A comprehensive certification program would help ensure that hospitals consistently provide proven therapies and achieve better outcomes, as well as recognizing those facilities that do, said the advisory’s first author Gregg C. Fonarow, MD, professor of cardiovascular medicine at the University of California, Los Angeles.

"We want this to be objective, unbiased and really meaningful," Fonarow said. "Many studies show that the quality of care for cardiovascular disease and stroke can vary substantially depending on the hospital."

For example, the advisory stated that the hospitals differ widely in administering the preferred reperfusion therapy to unblock an artery after a STEMI; when and whether they administer appropriate medicine after stroke; whether they give patients a statin to prevent recurrent illness; and whether they refer patients for cardiac or stroke rehabilitation.

"Being able to distinguish centers that consistently provide excellent cardiovascular disease and stroke care could mean the difference between patients receiving or not receiving therapies that are highly effective and will help improve the likelihood of surviving an acute cardiovascular illness," Fonarow said.

Some programs that assess hospitals are linked to better quality of care and improved patient outcomes, according to the advisory. "But data are mixed and often differences aren't great," Fonarow said.

"It can be difficult sorting through these programs, and there isn't really, from a trusted source, a single certification program that consumers, insurers, clinicians and the public can use to understand which hospitals are providing exceptional overall cardiovascular and stroke care.”

A comprehensive certification program would build on the AHA/American Stroke Association's (ASA) Get With the Guidelines performance improvement and recognition programs.
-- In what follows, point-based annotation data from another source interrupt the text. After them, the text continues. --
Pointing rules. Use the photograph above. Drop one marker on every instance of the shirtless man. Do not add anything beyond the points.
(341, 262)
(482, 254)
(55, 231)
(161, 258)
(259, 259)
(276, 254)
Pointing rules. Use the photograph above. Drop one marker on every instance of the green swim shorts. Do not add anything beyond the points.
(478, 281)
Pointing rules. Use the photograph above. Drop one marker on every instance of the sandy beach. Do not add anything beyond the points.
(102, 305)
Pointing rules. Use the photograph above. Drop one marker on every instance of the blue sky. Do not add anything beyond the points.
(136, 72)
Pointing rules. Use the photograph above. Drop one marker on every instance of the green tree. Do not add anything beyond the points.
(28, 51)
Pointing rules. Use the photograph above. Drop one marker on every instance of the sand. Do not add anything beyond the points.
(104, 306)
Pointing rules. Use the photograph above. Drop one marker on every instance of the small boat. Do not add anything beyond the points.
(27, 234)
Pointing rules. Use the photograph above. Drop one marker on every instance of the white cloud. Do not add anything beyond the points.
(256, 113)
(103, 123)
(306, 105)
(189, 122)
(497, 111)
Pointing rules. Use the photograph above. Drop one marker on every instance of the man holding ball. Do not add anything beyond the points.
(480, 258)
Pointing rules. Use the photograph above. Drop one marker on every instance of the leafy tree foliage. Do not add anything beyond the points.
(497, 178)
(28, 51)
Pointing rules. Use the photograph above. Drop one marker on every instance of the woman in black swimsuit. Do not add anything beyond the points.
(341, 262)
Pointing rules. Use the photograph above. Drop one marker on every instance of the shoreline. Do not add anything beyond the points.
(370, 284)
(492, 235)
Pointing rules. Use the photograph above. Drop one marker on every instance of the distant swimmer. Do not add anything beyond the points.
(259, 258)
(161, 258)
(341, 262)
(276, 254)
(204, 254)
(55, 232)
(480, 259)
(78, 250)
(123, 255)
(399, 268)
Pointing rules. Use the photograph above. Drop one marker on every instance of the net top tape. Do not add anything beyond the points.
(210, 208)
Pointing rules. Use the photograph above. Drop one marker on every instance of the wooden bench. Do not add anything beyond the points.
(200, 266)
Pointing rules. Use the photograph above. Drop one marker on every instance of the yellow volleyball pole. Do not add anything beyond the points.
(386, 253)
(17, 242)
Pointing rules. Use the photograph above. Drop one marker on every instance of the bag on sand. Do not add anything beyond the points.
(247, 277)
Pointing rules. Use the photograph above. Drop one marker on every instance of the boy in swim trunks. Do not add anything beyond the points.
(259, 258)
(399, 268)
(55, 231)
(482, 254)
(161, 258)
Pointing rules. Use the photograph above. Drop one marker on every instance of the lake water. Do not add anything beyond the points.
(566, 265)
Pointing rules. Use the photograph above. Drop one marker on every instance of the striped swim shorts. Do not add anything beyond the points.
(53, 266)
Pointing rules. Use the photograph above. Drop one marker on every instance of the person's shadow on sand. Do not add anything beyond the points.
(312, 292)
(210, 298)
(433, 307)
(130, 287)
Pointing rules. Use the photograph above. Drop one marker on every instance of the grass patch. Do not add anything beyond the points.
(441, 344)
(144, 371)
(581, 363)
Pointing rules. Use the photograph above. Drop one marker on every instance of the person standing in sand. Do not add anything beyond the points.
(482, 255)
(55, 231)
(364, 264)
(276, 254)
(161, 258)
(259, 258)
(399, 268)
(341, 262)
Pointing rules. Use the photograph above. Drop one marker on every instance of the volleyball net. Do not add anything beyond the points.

Since the association launched the programs a decade ago, more than 1,500 hospitals have implemented them in areas including stroke, heart failure and resuscitation.

The AHA also has partnered with the Joint Commission to provide advanced hospital certification in heart failure care and certification of hospitals as primary stroke centers.

"We know that for stroke care, stroke certification has really made a difference," said Sacco, who is chairman of the neurology department at the University of Miami Miller School of Medicine.

Hospital stakeholders want a credible program with meaningful ratings that recognize high standards and operational excellence, according to a small AHA/ASA survey.